O prefeito deve privatizar DMAE, UTC, Parque do Sabiá e outras competências atuais do Município? O mundo mudou, não podemos conviver com estruturas públicas grandes, lentas, que facilitam o fisiologismo. O prefeito de São Paulo está dando exemplo: criou um plano de privatização, concessão e PPPs, vai vender o que não está sendo utilizado ou que pode ser mais bem administrado pela iniciativa privada. Mas ele criou critérios: está transferindo ou vendendo, não para pagar dívidas, mas para investir em atividades que gerem empregos e aumentem a renda. Outro destaque: ele quer uma legislação enxuta.
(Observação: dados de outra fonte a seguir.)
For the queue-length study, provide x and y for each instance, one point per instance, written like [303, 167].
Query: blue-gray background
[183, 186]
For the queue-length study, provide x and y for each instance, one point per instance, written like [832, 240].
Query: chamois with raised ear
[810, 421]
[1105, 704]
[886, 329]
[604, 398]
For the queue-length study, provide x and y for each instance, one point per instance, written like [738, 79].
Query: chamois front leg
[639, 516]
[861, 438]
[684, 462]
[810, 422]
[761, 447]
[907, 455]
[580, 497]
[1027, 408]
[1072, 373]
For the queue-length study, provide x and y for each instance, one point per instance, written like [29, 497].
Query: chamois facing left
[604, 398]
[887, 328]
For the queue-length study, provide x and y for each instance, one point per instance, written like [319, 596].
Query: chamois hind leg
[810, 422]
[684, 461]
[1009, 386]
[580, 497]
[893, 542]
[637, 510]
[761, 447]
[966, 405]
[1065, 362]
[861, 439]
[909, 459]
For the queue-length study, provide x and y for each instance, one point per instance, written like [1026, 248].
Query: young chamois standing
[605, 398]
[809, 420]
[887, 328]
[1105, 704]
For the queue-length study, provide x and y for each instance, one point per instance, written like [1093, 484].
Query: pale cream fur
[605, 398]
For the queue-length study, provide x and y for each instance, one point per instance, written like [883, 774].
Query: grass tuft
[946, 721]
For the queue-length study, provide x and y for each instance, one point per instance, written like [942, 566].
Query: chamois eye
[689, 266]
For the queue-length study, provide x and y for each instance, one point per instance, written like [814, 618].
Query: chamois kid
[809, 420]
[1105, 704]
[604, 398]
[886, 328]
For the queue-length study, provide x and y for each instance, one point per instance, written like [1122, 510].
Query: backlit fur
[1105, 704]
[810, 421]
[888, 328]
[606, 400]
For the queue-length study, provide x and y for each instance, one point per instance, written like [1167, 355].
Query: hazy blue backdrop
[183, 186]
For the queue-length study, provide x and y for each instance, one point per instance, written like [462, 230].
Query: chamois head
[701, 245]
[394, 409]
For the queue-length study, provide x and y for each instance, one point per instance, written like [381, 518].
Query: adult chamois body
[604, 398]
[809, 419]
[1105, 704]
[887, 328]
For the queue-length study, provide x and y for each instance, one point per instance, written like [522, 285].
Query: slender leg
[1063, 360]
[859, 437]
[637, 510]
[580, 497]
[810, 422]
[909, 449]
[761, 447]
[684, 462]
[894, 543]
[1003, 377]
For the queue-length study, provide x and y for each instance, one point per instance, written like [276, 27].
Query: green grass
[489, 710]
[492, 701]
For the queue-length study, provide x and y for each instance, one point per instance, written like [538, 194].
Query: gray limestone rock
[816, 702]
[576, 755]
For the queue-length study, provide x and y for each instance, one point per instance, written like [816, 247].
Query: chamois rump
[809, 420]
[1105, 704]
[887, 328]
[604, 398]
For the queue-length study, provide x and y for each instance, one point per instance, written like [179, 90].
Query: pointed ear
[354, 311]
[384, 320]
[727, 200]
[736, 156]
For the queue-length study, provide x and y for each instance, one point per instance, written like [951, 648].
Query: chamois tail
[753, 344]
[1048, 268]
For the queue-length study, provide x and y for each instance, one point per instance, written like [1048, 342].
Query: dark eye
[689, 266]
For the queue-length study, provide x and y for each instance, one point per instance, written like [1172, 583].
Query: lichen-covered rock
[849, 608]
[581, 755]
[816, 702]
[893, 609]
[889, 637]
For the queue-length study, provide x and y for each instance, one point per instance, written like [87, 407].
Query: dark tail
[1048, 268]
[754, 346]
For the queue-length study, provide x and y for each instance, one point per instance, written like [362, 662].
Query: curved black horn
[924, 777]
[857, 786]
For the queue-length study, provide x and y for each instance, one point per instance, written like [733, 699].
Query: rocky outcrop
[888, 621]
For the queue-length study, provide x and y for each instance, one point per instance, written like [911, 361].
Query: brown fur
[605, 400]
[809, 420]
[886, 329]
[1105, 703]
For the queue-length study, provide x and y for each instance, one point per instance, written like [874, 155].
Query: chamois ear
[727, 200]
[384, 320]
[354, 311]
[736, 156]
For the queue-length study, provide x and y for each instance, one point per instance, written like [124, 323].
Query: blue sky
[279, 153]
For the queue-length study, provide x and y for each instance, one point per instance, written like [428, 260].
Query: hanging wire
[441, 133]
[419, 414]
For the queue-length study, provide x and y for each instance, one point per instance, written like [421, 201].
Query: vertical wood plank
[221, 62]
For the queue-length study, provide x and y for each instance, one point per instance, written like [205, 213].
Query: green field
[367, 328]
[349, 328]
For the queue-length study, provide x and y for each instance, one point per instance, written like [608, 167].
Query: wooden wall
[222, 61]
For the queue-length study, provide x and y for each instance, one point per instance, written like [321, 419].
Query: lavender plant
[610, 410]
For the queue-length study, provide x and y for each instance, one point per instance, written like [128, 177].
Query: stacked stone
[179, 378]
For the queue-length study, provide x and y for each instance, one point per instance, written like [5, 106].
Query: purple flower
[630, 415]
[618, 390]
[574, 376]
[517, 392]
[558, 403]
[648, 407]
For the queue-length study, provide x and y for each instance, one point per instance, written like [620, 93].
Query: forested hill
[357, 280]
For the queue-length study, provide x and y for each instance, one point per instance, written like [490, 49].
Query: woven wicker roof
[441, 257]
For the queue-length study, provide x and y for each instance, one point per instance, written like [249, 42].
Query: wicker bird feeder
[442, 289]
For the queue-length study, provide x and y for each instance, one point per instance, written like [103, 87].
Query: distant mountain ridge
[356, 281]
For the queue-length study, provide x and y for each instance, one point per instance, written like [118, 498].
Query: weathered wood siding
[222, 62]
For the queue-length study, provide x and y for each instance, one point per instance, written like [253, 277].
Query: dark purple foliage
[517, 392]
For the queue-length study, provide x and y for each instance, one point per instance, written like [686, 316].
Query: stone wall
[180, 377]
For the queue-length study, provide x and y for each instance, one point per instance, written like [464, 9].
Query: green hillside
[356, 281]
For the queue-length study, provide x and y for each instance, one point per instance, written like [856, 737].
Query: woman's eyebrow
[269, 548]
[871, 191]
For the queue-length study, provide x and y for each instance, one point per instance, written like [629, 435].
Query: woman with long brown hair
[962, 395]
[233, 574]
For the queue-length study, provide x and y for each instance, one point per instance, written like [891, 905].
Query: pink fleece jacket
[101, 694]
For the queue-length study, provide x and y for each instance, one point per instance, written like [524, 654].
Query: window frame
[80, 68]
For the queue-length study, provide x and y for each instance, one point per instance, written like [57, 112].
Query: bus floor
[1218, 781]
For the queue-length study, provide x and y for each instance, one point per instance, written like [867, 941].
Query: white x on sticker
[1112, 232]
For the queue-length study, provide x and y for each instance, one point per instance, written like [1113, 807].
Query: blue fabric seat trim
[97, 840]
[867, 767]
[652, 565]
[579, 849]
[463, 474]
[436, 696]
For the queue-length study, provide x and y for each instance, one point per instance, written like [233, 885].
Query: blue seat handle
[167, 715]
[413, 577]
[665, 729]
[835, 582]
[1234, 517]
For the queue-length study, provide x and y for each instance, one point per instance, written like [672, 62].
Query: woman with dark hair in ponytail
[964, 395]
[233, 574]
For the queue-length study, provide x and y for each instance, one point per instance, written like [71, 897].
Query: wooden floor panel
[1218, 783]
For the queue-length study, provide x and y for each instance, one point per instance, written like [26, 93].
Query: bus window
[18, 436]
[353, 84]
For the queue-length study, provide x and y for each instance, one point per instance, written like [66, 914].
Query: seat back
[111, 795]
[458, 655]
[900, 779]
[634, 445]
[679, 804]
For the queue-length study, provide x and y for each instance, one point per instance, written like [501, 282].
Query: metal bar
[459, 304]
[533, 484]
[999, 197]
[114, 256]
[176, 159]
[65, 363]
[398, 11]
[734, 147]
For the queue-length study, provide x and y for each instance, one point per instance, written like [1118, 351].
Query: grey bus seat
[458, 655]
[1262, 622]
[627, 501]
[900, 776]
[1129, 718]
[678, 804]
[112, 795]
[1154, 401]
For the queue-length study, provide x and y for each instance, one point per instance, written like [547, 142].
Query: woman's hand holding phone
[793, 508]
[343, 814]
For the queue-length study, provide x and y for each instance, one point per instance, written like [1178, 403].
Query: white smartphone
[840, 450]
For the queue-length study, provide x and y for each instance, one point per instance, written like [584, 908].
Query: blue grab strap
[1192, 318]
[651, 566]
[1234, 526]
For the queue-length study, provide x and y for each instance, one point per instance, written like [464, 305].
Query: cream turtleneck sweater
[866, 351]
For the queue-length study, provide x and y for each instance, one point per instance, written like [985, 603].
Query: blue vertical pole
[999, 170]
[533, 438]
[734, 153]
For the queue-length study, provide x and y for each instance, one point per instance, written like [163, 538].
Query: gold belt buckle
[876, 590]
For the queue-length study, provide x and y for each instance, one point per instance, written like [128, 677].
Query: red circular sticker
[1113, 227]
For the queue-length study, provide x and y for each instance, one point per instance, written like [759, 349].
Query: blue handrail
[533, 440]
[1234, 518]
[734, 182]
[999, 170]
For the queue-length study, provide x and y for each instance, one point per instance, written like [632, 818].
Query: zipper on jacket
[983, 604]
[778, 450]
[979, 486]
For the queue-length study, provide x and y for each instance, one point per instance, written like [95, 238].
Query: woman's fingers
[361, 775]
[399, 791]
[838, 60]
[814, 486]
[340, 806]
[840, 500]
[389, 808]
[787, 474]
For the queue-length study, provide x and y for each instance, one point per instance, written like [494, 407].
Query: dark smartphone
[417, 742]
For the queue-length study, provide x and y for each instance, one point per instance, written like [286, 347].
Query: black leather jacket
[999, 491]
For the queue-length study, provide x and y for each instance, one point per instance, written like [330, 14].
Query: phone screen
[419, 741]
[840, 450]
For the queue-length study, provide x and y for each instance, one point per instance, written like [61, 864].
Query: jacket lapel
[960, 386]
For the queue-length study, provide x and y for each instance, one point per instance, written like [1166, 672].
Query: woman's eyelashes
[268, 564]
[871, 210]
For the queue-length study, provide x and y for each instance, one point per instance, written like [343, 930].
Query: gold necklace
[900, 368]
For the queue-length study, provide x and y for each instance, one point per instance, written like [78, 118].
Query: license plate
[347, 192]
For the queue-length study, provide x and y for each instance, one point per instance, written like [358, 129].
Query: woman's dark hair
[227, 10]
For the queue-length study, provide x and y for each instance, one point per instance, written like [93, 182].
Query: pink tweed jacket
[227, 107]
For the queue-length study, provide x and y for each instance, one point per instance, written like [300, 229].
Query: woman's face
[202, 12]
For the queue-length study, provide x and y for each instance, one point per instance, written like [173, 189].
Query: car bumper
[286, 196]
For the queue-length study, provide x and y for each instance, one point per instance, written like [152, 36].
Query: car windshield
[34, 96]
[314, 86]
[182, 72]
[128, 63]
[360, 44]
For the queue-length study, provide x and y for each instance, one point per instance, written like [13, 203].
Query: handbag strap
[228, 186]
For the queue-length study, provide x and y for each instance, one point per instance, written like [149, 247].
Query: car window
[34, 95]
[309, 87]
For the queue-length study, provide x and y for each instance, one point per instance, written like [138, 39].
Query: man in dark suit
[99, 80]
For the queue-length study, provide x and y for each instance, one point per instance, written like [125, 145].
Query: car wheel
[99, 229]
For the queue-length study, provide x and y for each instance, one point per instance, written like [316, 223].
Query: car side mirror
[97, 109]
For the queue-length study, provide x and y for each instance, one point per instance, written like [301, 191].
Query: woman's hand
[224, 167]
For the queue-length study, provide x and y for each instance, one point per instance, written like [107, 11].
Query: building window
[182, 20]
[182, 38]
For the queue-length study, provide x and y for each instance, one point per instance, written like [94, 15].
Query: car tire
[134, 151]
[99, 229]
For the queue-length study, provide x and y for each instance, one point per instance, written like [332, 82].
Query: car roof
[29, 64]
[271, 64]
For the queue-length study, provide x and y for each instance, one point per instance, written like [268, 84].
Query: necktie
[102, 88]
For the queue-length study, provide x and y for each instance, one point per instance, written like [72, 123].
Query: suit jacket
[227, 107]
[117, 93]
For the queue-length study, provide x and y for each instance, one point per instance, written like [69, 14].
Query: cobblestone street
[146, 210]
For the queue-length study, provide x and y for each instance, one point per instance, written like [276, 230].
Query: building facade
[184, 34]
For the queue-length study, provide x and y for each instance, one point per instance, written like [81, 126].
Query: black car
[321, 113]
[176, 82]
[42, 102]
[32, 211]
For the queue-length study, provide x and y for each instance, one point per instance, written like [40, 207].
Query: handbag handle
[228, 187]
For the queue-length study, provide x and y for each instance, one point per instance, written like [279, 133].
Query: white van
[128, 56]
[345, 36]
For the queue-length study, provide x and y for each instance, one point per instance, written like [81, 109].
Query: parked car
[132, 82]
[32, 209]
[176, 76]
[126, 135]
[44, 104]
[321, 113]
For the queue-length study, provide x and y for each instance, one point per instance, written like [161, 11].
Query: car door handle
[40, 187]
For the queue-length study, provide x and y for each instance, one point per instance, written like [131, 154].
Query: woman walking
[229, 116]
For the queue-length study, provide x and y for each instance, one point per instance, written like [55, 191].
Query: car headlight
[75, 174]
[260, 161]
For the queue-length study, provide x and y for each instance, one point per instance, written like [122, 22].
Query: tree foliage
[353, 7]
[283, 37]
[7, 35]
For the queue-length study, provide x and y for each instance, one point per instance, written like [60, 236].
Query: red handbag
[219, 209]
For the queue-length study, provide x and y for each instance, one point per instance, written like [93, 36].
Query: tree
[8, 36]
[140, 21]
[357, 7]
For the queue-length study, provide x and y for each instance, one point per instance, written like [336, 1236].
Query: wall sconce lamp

Ou será que alguém tem dúvida de que o setor privado faz melhor?

A outra razão para reduzir a quantidade ou se desfazer dos prédios públicos é a digitalização das atividades – o que hoje é uma realidade na área privada vai tornar obsoletos muitos dos equipamentos urbanos, se houver boas gestões nas prefeituras. Temos que simplificar o setor público, para diminuir os impostos das empresas e a burocracia para o cidadão. E a mudança tem que começar nos municípios, onde o cidadão mora. Há, na maioria dos casos, uma inversão de valores. Exemplos recentes não faltam. Elegemos políticos para nos representarem e eles viram representantes de si ou de empresas. Se você deve ao Estado, ele prende o seu carro, mas se ele deve a você, demora a pagar. E se o valor é alto, paga com precatória.

E muitos governos, quando fazem “reformas”, estas na maioria das vezes apenas unem secretarias, a economia é insignificante (quando não voltam atrás, que foi o caso recente do presidente Temer). A atual administração municipal está começando e, como dizem os mineiros, o prefeito Odelmo está com a “faca e o queijo na mão”, tem experiência, maioria na Câmara e os ventos estão favoráveis às mudanças verdadeiras. Talvez o prefeito e Uberlândia não tenham tão cedo uma oportunidade como esta.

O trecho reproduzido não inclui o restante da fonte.